Ivan Merrow exprime le point de vue d’un étudiant sur la nécessité de l’innovation dans le domaine du droit. Il expose aussi son plan visant à ce que les étudiants en droit adoptent la cause et commencent à façonner les modalités de l’exercice du droit.

 « Law Students for Technology and Innovation (LFTI) est une organisation étudiante que Nikolas Sopow et moi avons créée cette année à la Faculté de droit de l’Université Queen’s. Nous nous passionnons pour la recherche de meilleures manières de fournir des services juridiques. Nous sommes étudiants en droit, mais je ne redoute pas les changements à venir dans le milieu juridique canadien. En trois semaines, nous avons recruté quatre dirigeants de plus, et nous continuons de prendre de l’essor. D’ici 2015, nous prévoyons avoir des clubs LFTI dans chaque école de droit au Canada. »

Director of Innovation for Law Firms?

(Un directeur de l’innovation dans les cabinets juridiques?)

Mitch Kowalski voudrait que les cabinets juridiques créent des postes de directeur de l’innovation.

 « Le monde est dynamique et impitoyable. Si les cabinets juridiques ne se décident pas à innover, d’autres le feront. »

Who’s eating law firms’ lunch?

(Qui mange le pain des cabinets juridiques?)
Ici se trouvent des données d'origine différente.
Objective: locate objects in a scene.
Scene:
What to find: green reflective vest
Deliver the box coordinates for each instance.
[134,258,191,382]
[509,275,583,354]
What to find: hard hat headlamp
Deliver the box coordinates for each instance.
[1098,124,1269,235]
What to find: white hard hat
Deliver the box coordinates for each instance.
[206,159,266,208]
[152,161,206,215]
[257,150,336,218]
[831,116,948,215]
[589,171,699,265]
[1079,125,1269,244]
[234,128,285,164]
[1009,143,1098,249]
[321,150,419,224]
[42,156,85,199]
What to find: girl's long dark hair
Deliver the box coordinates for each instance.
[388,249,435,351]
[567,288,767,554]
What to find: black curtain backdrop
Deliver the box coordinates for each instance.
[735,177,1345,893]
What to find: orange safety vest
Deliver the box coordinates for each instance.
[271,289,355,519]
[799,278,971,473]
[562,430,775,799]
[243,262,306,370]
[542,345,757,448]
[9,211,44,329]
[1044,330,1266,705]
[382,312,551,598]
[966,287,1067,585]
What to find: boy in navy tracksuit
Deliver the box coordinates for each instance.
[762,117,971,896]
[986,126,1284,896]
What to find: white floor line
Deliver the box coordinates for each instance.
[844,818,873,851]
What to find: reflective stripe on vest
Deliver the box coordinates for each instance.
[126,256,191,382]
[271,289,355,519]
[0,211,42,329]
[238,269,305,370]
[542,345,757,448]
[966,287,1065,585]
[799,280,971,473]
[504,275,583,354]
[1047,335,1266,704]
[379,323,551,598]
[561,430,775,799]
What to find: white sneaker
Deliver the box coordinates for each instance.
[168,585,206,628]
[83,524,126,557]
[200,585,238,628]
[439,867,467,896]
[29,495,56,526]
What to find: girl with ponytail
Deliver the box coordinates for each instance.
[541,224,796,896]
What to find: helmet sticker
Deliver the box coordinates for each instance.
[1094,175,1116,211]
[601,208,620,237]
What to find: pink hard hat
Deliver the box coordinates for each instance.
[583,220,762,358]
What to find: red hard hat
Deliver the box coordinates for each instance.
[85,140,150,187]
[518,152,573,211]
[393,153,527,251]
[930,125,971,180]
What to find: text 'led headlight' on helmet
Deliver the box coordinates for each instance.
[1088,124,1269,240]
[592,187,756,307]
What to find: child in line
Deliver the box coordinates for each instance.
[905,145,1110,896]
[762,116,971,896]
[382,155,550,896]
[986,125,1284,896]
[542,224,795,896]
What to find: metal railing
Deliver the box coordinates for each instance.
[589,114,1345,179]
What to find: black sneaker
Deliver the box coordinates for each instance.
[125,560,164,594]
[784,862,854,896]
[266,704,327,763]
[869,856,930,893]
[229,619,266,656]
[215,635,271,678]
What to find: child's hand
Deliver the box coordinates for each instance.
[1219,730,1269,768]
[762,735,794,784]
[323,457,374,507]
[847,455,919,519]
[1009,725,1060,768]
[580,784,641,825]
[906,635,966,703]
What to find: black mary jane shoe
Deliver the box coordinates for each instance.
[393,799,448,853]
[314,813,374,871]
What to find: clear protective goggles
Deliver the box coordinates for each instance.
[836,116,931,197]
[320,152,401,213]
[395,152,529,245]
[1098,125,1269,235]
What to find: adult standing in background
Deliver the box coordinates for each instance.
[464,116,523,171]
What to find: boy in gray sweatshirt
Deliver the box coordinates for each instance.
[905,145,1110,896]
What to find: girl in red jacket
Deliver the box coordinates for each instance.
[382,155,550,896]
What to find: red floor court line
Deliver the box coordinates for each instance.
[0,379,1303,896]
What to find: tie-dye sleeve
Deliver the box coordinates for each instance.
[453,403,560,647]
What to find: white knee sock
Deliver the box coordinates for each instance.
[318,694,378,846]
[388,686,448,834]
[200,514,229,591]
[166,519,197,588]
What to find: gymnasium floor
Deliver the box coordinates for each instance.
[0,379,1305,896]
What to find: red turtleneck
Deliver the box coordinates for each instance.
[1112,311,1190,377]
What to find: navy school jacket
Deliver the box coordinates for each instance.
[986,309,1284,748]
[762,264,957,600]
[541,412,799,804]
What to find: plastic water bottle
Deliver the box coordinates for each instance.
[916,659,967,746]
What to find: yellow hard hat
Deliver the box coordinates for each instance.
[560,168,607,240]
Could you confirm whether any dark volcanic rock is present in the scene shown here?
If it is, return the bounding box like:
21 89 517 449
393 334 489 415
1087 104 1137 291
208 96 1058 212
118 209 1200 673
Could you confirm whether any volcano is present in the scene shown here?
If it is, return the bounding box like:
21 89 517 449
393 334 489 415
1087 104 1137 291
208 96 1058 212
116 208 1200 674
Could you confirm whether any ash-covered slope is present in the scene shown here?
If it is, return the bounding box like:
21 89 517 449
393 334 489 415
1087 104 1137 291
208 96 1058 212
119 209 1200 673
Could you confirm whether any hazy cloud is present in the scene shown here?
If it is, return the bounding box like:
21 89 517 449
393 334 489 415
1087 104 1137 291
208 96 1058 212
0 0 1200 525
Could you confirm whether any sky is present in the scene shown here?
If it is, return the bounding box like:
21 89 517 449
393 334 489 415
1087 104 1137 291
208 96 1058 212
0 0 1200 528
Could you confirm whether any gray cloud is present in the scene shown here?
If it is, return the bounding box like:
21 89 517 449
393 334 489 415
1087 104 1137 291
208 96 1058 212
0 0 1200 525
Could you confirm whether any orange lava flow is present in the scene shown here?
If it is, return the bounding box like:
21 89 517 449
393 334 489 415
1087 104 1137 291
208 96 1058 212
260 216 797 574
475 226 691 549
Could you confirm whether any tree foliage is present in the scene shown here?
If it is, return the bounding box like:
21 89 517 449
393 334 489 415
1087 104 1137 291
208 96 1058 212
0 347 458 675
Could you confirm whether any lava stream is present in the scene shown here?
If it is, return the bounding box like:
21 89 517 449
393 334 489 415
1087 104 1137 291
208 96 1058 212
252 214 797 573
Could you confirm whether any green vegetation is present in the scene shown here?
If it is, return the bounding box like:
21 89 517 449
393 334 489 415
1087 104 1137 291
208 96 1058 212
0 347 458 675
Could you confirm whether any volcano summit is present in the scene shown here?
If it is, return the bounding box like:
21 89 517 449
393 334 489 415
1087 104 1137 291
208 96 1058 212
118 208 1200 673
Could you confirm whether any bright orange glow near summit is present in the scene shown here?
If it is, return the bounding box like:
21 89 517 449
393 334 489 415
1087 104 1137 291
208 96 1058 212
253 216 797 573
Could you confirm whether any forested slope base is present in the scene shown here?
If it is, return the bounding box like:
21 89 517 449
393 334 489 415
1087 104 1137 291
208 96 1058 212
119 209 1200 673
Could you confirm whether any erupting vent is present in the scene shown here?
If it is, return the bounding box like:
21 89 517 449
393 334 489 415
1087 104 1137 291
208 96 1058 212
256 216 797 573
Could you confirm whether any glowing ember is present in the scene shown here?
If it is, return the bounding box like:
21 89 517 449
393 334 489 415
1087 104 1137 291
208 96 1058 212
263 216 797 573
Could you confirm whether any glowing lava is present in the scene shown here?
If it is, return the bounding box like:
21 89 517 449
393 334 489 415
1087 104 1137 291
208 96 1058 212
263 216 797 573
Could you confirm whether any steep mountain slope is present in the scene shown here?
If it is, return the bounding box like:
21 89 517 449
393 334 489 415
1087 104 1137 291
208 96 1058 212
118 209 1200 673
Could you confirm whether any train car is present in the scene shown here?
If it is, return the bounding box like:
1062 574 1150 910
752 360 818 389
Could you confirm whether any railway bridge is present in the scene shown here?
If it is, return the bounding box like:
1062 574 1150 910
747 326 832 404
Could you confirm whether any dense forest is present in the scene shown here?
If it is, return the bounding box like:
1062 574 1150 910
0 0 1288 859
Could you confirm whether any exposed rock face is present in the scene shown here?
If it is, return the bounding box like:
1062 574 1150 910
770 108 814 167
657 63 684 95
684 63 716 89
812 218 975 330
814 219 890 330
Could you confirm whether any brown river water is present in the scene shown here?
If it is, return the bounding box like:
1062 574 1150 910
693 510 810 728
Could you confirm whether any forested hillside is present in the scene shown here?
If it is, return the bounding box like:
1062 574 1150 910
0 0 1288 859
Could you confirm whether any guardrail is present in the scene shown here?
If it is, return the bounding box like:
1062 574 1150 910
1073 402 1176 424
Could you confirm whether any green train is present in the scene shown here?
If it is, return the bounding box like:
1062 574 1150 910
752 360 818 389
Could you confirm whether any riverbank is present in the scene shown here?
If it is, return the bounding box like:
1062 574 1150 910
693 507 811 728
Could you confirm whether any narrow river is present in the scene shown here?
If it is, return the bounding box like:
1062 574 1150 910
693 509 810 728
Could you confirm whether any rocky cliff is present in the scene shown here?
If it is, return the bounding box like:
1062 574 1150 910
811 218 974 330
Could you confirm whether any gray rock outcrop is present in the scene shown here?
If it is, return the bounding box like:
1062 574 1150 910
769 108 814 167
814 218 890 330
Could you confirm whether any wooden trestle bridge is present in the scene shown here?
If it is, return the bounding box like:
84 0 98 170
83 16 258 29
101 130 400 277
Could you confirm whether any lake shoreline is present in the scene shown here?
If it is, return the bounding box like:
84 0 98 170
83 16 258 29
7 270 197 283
Rachel Zahorsky et William D. Henderson traitent des fournisseurs de services juridiques qui se spécialisent dans un processus donné, exploitent la technologie et recourent à des non-avocats.

Voir aussi des exemples d’innovation réussie :

Murthy Law : Cabinet spécialisé en droit de l’immigration, fondé par une femme, qui offre gratuitement une abondante information juridique en ligne. Son site Web est le site juridique le plus visité au monde.

WeVorce : Service abordant le divorce de façon collaborative, avec un avocat-médiateur guidant les deux parties pour un prix forfaitaire.

Cognition : Une organisation canadienne qui a une structure allégée conçue pour répondre à la fois aux exigences externes (des clients) et aux exigences internes (des avocats) : « en laissant nos avocats maîtres de leur horaire, nous sauvons aussi des mariages, sans parler de la santé d’esprit ».